Ah, The Writing Life (What Life?)

“There are many pitfalls in a literary career, including convincing folks you have one. Writers, like Pavlov’s dogs, actually do learn, and after jettisoning all that romantic baggage that books are about what’s between the pages, they see with clear eyes the genius of the marketplace. The book business has never been more about moving units, though hawking novels, even the big ones, can be much harder than selling wet dog turds.”

When Historians Copy The Past

In the past few years there have been several high-profile cases of historians plagiarizing. “Their cheating ways go right to the ailing heart of the history profession, which, to its detriment, has dropped the ball on governance. There’s something very wrong in the house of history when the right-wing Weekly Standard passes as the profession’s whistleblower and chortles over careless mistakes by liberal historians.”

“Booknotes” Retires; Its Creator Doesn’t

C-SPAN founder Brian Lamb has always been a strong proponent of literature in an age in which television is dominant in the lives of most Americans, and he has regularly used his family of networks to promote books and authors.

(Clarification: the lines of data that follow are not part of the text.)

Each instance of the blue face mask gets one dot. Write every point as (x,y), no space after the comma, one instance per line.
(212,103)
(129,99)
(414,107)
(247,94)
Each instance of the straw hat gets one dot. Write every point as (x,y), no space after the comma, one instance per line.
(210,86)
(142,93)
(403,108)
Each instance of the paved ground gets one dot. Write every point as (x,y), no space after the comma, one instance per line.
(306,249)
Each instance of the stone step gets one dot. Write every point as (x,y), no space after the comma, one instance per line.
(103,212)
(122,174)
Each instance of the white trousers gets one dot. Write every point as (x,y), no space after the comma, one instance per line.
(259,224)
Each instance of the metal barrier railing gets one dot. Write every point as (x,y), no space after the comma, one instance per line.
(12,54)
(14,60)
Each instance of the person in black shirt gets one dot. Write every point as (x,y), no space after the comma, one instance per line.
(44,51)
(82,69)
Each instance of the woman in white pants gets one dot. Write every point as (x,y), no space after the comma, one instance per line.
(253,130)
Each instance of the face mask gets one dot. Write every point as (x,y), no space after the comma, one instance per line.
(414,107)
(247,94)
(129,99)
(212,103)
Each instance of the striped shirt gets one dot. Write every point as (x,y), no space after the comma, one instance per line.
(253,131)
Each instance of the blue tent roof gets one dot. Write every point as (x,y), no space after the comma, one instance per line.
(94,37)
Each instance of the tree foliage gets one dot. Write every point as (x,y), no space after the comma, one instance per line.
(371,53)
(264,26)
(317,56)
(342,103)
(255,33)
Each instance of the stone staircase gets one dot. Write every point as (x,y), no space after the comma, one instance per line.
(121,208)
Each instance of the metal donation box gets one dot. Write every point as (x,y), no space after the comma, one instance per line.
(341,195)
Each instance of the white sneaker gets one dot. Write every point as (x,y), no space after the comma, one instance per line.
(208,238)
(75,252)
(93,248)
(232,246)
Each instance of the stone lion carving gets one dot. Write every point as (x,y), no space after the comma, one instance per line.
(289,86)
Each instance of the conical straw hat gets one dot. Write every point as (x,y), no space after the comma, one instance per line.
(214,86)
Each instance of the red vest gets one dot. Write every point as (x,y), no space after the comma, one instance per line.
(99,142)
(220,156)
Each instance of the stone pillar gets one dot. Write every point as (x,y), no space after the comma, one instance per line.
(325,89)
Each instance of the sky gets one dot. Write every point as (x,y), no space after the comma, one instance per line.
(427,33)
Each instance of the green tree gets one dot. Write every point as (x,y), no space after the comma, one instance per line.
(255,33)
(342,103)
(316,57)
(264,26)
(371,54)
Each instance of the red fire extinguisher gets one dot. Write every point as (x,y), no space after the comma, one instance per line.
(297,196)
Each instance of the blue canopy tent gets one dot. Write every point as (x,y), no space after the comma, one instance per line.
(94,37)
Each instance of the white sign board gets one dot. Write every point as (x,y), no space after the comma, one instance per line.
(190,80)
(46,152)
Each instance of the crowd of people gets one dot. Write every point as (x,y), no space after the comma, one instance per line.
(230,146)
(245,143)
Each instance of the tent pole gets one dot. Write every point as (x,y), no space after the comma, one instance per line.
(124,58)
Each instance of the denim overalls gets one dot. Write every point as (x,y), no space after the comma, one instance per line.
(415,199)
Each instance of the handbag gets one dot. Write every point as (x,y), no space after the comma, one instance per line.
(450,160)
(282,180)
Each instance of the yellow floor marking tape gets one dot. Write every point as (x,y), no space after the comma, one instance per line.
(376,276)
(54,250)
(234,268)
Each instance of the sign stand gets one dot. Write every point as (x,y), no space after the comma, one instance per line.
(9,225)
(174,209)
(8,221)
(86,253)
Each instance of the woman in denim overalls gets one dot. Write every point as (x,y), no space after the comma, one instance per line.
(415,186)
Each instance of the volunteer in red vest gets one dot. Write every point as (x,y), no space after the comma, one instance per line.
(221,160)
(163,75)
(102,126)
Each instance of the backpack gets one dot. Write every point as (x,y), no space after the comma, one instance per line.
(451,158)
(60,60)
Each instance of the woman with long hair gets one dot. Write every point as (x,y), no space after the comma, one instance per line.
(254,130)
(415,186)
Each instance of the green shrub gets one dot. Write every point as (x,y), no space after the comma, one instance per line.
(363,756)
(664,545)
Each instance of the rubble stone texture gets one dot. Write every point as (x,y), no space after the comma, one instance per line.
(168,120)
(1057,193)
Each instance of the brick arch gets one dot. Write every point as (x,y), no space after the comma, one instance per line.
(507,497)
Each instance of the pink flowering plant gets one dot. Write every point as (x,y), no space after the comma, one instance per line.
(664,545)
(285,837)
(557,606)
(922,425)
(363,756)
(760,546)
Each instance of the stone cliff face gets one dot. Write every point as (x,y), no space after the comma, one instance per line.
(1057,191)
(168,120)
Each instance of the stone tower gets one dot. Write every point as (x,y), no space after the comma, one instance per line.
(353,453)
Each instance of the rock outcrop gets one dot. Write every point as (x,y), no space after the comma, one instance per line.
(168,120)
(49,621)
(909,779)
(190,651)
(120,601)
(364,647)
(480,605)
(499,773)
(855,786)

But this weekend, Lamb’s self-hosted and much-admired series “Booknotes” comes to an end on C-SPAN’s air. The decision to end the series was Lamb’s own, but he has no intention of leaving behind his passion for reading, or his efforts to call attention to deserving authors.

Jon Stewart Wins Book Of The Year

Earlier this year TV critics named Jon Stewart’s “The Daily Show” the best newscast on TV. Now Publisher’s Weekly has named his satirical book “America (the Book), a Citizen’s Guide to Democracy Inaction,” its book of the year. “The magazine said, in its issue to be published on Monday, that, ‘in a year defined by political polemics, it seems fitting that PW’s Book of the Year be one in which the authors survey the entire political system and laugh’.”

Sherlock’s First Case

The British Library is putting Sir Arthur Conan Doyle’s first literary effort on display. “The contents have never been made public or published since Conan Doyle wrote the book while he was working as a doctor in Southsea, probably in the early to mid-1880s, soon after he finished his training at Edinburgh, the city of his birth.”

Alabama Legisator Proposes Banning Gay Books

An Alabama legislator is proposing legislation that would ban books with gay characters or themes from libraries in the state. “Our culture, how we know it today, is under attack from every angle,” Gerald Allen says. “Allen said that if his bill passes, novels with gay protagonists and college textbooks that suggest homosexuality is natural would have to be removed from library shelves and destroyed. ‘I guess we dig a big hole and dump them in and bury them’.”

Amazon – Not Just For The Books Anymore

For the first time, Amazon, which began in the books business but has steadily diversified in recent years, has sold more of other products than books. “During the four-day Thanksgiving weekend, consumer electronics surpassed books as Amazon’s largest sales category. The milestone, set at a time when its book business also posted record sales, is an important indication that Amazon can diversify beyond media products.”

Did Iris Murdoch Have Alzheimer’s?

A scientist has analyzed Iris Murdoch’s later work and suspects that she may have been suffering from Alzheimer’s. The analysis “found that her vocabulary had dwindled and her language become simpler. Alzheimer’s is difficult to establish with certainty until after death, but the evidence was there in her last work, diagnosed by computer-based analysis of word use, Dr Peter Garrard reports in the December issue of the journal Brain.”